Di quest’area, a mio avviso, potrebbe far parte anche il Movimento 5 stelle, senza neppure tradire i suoi programmi, visto che la partecipazione a tale, ampio, processo di consultazione non farebbe venir meno il principio da essi sempre affermato (e peraltro in via di superamento) di non stringere alleanze. Il movimento potrebbe continuare a presentare proprie liste ed un proprio programma, dopo aver partecipato, anche con propri candidati, alla consultazione pubblica per la designazione del candidato sindaco. Del resto, forse che a livello di governo i 5 stelle non stringono già alleanze con una forza politica, peraltro portatrice di valori (per noi di disvalori) in gran parte incompatibili con quelli proclamati dal Movimento stesso? E non è forse vero che la Lega è solidamente alleata, in tutti i momenti elettorali e di governo (come in Sardegna) con il variopinto mondo delle destre, sociali o liberiste che siano? E se applicassimo la proprietà transitiva?
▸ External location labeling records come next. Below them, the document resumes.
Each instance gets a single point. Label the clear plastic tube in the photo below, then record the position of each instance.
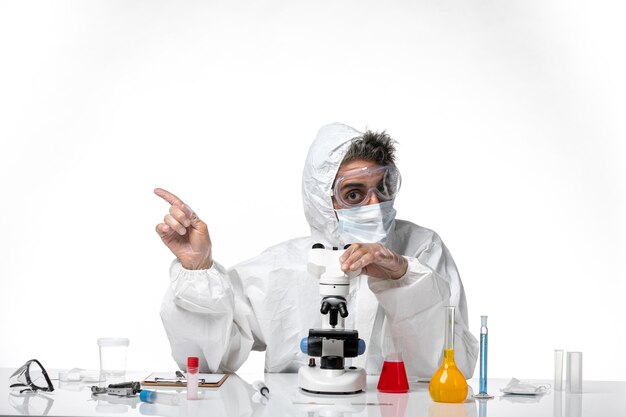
(152, 397)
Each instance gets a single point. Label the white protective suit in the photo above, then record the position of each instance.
(270, 302)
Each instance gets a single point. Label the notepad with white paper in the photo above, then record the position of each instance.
(169, 379)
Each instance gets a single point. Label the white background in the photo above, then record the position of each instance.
(509, 115)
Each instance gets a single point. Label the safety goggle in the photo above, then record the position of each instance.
(31, 377)
(354, 188)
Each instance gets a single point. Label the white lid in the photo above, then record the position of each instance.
(113, 341)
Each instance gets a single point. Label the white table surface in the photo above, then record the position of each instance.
(234, 399)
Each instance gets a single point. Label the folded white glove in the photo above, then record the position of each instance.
(515, 386)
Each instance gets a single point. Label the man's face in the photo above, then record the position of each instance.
(356, 182)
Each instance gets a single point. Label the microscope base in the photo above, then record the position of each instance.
(332, 381)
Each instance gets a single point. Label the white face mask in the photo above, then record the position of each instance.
(367, 224)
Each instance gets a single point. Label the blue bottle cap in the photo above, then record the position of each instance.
(147, 396)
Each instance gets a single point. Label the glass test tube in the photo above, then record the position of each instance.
(483, 355)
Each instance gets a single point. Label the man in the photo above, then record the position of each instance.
(271, 301)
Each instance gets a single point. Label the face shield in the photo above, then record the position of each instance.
(354, 188)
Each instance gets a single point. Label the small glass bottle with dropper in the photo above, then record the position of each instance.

Insomma, si tratta di ritrovare un’unità di intenti che non soffochi la libertà di nessuno: tutti insieme, e ciascuno per suo conto, rappresentati da un unico candidato o candidata, per partecipare ad un esercizio di democrazia (quasi) diretta che potrebbe esaltare la sovranità popolare e facilitare l’affermazione di un variegato patrimonio di organizzazioni (strutturate o meno), accomunate da valori condivisi, quali l’uguaglianza, la soddisfazione dei bisogni sociali, il lavoro, la difesa dell’ambiente, la solidarietà, l‘autonomia.
Pur sapendo che, invece, sono già incominciate le manovre per il procedimento inverso: quello di concordare, in altri luoghi, non sempre chiaramente individuabili, l’indicazione di un nome da imporre ai futuri elettori, o per inventarsi improbabili candidati di sparute pattuglie destinate a durare neppure lo spazio di un mattino.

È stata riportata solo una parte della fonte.